Self-diagnosis is a fool’s game, Ralph, so why don’t you just quit it?
He moved his eyes resolutely back to Wyzer’s big, pleasant face. No silvery haze there; not so much as a hint of a haze. He was almost sure of it.
‘That’s right,’ he said. ‘Going on half a year. It seems longer. A lot longer, actually.’
‘Any noticeable pattern? There usually is. I mean, do you toss and turn before you go to sleep, or—’
‘I’m a premature waker.’
Wyzer’s eyebrows went up. ‘And read a book or three about the problem too, I deduce.’ If Litchfield had made a remark of this sort, Ralph would have read condescension into it. From Joe Wyzer he sensed not condescension but genuine admiration.
‘I read what the library had, but there wasn’t much, and none of it has helped much.’ Ralph paused, then added: ‘The truth is none of it has helped at all.’
‘Well, let me tell you what I know on the subject, and you just kind of flop your hand when I start heading into territory you’ve already explored. Who’s your doctor, by the way?’
‘Litchfield.’
‘Uh-huh. And you usually trade at . . . where? The People’s Drug out at the mall? The Rexall downtown?’
‘The Rexall.’
‘You’re incognito today, I take it.’
Ralph blushed . . . then grinned. ‘Yeah, something like that.’

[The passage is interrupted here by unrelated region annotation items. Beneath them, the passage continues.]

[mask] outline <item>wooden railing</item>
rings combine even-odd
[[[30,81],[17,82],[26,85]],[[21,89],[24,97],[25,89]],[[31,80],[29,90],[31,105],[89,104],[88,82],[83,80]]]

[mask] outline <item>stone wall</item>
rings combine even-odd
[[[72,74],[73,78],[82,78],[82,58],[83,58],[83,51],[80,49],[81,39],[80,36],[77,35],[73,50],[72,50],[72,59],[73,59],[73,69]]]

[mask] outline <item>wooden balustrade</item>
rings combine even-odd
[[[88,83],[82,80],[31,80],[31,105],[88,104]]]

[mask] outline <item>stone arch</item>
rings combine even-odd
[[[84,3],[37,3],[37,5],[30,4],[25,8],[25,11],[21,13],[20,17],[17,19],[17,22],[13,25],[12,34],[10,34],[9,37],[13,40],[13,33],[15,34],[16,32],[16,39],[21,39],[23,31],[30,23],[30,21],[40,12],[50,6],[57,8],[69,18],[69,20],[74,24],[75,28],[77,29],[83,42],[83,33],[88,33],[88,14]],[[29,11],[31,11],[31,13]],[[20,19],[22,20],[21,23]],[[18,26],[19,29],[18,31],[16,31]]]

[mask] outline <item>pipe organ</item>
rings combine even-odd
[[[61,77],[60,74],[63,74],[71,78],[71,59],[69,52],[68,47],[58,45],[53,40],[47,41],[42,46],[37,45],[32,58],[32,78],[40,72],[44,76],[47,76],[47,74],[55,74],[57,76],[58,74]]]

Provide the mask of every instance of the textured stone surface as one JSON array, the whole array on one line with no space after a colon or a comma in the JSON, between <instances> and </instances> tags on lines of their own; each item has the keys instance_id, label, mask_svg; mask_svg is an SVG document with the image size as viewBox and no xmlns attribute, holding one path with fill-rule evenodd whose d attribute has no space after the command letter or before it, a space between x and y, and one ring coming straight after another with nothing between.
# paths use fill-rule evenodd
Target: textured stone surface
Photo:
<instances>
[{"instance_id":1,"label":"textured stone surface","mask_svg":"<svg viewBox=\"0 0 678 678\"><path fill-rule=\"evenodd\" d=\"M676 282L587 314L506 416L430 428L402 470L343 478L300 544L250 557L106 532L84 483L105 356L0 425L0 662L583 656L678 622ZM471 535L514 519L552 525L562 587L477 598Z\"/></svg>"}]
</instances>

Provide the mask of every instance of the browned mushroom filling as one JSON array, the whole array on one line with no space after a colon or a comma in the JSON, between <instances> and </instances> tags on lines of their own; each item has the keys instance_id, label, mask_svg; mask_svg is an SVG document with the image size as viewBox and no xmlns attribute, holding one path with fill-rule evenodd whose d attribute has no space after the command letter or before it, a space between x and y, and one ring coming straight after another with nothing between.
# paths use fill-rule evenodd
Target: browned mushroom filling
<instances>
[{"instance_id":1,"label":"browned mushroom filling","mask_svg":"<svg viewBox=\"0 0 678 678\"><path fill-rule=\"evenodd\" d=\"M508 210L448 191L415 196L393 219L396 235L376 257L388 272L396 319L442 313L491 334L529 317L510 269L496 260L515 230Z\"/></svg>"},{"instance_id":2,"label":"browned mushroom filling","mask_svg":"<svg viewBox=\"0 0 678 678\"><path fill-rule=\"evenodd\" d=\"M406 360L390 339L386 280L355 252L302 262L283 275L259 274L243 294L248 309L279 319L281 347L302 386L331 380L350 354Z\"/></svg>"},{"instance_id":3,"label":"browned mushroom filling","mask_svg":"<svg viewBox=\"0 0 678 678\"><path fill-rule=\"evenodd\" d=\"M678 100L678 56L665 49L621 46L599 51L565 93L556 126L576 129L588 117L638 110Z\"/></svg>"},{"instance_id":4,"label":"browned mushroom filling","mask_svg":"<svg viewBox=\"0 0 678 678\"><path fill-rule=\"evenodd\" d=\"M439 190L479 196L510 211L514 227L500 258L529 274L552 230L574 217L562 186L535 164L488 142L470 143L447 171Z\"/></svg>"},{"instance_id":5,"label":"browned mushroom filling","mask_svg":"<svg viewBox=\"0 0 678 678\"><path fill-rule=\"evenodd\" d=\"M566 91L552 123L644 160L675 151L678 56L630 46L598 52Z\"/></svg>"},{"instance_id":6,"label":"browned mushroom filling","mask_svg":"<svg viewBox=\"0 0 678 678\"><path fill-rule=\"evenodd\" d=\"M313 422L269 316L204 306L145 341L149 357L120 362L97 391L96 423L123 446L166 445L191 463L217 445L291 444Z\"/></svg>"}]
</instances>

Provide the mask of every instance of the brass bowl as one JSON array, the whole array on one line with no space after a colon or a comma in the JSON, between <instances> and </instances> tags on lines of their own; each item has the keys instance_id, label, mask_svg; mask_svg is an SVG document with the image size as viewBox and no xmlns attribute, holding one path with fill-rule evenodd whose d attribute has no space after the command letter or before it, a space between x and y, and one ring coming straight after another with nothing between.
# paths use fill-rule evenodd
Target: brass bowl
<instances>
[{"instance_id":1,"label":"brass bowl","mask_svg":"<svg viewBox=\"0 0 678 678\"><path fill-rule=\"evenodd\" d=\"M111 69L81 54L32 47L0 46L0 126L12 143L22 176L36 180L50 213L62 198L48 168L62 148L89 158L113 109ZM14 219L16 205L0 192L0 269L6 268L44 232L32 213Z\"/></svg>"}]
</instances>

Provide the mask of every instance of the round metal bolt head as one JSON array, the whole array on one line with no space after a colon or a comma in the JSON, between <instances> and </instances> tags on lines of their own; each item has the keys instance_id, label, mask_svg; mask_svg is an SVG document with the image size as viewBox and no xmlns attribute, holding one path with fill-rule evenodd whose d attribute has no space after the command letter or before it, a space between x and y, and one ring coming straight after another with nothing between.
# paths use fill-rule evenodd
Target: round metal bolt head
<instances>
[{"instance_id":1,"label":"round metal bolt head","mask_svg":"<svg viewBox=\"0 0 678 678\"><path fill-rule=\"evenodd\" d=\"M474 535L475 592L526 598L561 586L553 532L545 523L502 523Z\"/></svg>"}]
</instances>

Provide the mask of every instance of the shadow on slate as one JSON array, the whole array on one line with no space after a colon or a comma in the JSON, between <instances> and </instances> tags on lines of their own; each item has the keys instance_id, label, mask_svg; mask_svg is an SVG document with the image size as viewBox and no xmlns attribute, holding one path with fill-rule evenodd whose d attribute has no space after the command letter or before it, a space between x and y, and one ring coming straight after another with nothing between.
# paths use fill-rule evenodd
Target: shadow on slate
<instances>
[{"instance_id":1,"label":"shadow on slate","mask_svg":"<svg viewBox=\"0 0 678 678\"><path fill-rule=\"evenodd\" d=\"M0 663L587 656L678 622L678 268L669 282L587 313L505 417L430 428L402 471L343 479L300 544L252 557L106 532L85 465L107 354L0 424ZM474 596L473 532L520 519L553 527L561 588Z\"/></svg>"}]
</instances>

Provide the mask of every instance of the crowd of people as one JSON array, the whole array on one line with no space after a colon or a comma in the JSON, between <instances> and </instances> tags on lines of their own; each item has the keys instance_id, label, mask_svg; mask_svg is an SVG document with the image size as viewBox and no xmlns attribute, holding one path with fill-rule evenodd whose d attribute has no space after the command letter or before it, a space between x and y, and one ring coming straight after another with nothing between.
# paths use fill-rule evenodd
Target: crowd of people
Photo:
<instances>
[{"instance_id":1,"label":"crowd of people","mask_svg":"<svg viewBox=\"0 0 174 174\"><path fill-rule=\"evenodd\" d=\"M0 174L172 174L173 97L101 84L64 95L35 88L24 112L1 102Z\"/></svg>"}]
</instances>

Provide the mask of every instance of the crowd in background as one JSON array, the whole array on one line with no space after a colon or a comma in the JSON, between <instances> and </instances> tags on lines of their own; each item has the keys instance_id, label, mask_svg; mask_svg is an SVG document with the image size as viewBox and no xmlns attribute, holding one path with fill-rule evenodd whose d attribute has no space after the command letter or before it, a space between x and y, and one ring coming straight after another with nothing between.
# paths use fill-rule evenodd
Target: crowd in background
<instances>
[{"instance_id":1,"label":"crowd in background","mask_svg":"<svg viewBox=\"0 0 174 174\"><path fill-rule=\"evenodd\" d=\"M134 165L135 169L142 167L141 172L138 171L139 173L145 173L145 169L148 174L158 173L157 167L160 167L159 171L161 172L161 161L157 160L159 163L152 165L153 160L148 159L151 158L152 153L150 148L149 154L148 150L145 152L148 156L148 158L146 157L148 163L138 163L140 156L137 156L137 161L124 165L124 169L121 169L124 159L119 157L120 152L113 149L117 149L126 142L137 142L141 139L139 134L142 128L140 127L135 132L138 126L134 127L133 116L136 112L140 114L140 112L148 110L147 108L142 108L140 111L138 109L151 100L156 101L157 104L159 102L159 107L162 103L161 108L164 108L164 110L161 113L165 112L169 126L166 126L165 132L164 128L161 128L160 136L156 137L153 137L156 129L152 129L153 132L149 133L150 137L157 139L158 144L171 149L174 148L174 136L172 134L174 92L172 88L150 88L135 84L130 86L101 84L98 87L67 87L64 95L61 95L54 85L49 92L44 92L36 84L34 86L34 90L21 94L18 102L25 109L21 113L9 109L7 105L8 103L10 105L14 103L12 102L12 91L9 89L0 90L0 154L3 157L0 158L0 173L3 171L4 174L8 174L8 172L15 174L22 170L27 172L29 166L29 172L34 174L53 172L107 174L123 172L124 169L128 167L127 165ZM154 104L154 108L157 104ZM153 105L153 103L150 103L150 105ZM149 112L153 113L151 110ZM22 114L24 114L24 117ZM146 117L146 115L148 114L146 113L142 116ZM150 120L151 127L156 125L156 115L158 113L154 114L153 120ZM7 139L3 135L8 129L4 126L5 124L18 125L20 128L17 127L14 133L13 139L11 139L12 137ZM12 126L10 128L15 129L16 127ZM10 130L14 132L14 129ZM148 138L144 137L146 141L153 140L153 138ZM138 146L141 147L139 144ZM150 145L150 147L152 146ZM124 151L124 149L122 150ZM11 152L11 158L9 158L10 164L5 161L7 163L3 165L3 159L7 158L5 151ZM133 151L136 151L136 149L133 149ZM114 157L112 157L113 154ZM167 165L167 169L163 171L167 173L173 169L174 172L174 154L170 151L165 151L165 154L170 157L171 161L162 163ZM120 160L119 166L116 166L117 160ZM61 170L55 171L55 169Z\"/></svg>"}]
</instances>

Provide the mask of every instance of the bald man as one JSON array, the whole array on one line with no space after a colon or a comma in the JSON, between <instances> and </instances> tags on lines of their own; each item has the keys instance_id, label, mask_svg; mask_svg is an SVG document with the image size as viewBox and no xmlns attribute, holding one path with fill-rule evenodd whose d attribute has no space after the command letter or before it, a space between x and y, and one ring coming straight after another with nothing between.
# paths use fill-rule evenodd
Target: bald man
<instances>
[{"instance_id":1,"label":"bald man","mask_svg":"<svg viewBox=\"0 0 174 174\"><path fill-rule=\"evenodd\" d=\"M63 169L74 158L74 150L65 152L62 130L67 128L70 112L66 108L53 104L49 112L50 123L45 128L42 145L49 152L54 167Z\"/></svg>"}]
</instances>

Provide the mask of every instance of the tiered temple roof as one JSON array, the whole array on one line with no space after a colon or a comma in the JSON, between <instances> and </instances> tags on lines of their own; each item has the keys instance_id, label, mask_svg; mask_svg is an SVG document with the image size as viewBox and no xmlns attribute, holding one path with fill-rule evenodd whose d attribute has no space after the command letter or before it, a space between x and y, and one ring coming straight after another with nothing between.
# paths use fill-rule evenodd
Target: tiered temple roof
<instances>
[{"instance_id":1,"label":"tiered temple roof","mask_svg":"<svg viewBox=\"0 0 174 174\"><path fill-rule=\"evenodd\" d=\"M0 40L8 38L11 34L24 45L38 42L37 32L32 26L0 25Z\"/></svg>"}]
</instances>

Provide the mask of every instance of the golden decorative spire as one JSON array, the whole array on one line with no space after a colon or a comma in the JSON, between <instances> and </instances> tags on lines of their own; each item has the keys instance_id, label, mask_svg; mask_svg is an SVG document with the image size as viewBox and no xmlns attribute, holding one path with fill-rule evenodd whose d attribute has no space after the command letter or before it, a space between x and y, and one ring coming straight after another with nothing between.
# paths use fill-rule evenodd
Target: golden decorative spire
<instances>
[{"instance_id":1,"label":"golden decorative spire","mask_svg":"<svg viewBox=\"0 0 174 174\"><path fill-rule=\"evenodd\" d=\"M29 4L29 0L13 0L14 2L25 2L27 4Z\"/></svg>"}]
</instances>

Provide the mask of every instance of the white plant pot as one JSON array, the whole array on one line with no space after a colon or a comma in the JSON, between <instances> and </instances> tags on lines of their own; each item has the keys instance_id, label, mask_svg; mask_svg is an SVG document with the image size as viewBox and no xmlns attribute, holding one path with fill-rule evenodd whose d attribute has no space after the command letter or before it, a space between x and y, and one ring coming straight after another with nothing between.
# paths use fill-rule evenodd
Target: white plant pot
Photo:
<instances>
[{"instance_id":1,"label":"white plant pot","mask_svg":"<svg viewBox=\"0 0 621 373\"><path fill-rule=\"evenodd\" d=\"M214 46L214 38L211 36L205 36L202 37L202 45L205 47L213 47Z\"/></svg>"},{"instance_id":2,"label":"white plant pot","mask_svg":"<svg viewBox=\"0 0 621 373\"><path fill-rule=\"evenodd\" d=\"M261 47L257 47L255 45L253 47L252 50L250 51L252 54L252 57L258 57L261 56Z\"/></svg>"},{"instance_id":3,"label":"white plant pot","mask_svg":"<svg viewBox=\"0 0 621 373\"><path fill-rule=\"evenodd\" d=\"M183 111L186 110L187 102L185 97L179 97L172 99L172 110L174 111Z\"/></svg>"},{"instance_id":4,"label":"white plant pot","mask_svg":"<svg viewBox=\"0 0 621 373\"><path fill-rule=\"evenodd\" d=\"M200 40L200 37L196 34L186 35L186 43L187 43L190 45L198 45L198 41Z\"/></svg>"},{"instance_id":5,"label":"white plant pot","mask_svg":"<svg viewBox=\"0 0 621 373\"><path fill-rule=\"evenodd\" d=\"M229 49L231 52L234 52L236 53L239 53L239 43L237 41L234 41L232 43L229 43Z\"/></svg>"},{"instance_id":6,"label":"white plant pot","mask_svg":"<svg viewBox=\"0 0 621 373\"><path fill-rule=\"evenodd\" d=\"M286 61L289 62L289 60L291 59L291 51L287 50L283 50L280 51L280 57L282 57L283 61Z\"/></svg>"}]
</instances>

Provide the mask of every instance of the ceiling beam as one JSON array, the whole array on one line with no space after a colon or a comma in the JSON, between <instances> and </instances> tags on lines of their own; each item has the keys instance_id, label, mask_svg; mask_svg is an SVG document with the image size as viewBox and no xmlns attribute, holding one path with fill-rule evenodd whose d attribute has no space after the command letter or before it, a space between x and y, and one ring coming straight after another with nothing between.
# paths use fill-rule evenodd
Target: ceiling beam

‘Uh-huh. And I don’t need to ask if you’ve been to see Litchfield about your problem, do I? If you had, you wouldn’t be exploring the wonderful world of patent medicines.’
‘Is that what these are? Patent medicines?’
‘Put it this way – I’d feel a helluva lot more comfortable selling most of this crap off the back of a big red wagon with fancy yellow wheels.’